Schending ambtsgeheim door verdachte is voortgezette handeling van computervredebreuk

Rechtbank Limburg 5 april 2025, ECLI:NL:RBLIM:2024:1663

De rechtbank is van oordeel dat de schending van het ambtsgeheim een voortgezette handeling is van de computervredebreuk, omdat het ambtsgeheim is geschonden nadat door middel van computervredebreuk niet werkgerelateerde bevragingen zijn gedaan. De rechtbank houdt hiermee bij de afdoening van deze zaak rekening.

Het standpunt van de officier van justitie

De officier van justitie heeft gerekwireerd tot bewezenverklaring van de ten laste gelegde feiten. De verdachte was werkzaam bij de afdeling burgerzaken van de gemeente Brunssum. Uit de veiliggestelde gegevens uit de versleutelde berichtendienst Sky1 volgt dat de verdachte de gebruiker was van een Sky-account en dat zij via dit account printscreens of documenten met informatie afkomstig uit het gemeentesysteem heeft doorgestuurd naar andere Sky accounts. Hierdoor is de verdenking ontstaan dat de verdachte vertrouwelijke informatie aan derden heeft verstrekt. De Rijksrecherche heeft vervolgens al haar werkgegevens (mails, logins etc.) opgevraagd bij de gemeente Brunssum en er heeft een doorzoeking plaatsgevonden in het gemeentehuis.

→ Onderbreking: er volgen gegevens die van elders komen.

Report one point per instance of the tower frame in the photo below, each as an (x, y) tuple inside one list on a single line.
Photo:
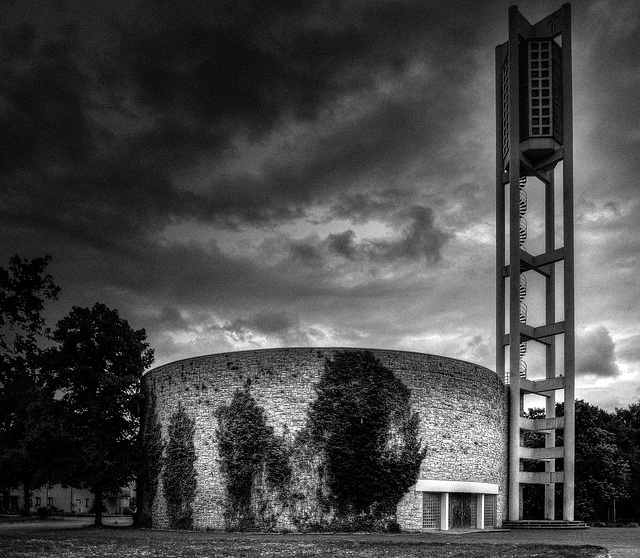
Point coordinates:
[(530, 142)]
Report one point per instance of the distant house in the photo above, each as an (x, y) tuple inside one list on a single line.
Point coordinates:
[(68, 499)]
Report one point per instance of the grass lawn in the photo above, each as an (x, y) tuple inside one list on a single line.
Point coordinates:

Daaruit volgt dat de verdachte in oktober 2020 op Naam van een collega informatie heeft opgezocht over Naam 1 en vervolgens deze informatie via Sky heeft gedeeld met het account van de heer Naam 2 (hierna: Naam 2). In februari 2021 heeft de verdachte informatie over Naam 3 opgezocht en vervolgens via Sky gedeeld met de accounts van zowel de heer Naam 4 (hierna: Naam 4) als Naam 2. Uit de berichten lijkt te volgen dat het niet de eerste keer is dat zij vertrouwelijke informatie opzoekt voor Naam 2.

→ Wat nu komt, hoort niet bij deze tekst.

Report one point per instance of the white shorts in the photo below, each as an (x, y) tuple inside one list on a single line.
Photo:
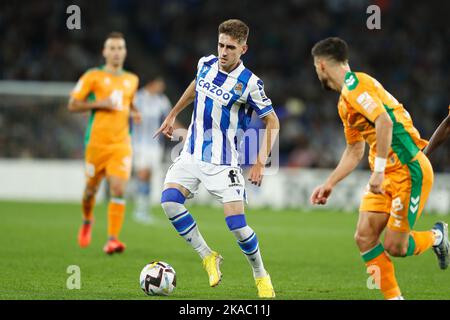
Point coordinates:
[(147, 157), (225, 183)]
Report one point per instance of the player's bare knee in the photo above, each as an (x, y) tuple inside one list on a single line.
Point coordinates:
[(395, 249), (365, 241), (89, 193), (172, 201), (117, 190)]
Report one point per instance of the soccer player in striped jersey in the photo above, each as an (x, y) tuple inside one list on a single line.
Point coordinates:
[(440, 135), (225, 93), (401, 178)]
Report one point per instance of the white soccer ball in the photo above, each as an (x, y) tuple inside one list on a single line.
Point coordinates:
[(158, 278)]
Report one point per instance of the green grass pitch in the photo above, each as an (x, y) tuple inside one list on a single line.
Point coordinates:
[(310, 255)]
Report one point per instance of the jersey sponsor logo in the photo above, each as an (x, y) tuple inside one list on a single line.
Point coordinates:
[(367, 102), (127, 83), (213, 91), (238, 88), (414, 204)]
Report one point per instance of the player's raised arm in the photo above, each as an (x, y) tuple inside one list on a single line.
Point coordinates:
[(272, 127), (383, 128), (186, 99), (441, 134), (350, 159)]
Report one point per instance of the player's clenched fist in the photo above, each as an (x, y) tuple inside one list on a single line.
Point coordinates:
[(166, 127), (256, 174), (321, 194), (375, 182)]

Ten aanzien van feit 2 heeft de verdachte gedurende heel 2021 diverse andere dubieuze bevragingen gedaan die volgens haar werkgever nooit werkgerelateerd zijn. Een van de namen die zij meerdere keren heeft bevraagd is die van Naam 4. Ook zijn er bevragingen van Naam 5, eveneens een bekende crimineel, van wie ook nog eens het paspoort is aangetroffen in het postvak van de verdachte. De verklaring die de verdachte ter terechtzitting aflegt over deze vreemde bevragingen is minimaal en verklaart lang niet alle bevragingen.

Het standpunt van de verdediging

De raadsman heeft primair vrijspraak bepleit van de ten laste gelegde feiten, omdat niet kan worden vastgesteld dat de ten laste gelegde gedragingen in Brunssum of überhaupt in Nederland hebben plaatsgevonden. De raadsman wijst er in dit verband op dat er bevragingen buiten kantooruren hebben plaatsgevonden, dat de verdachte vanwege Corona vaak thuis werkte en dat zij destijds in Duitsland woonde.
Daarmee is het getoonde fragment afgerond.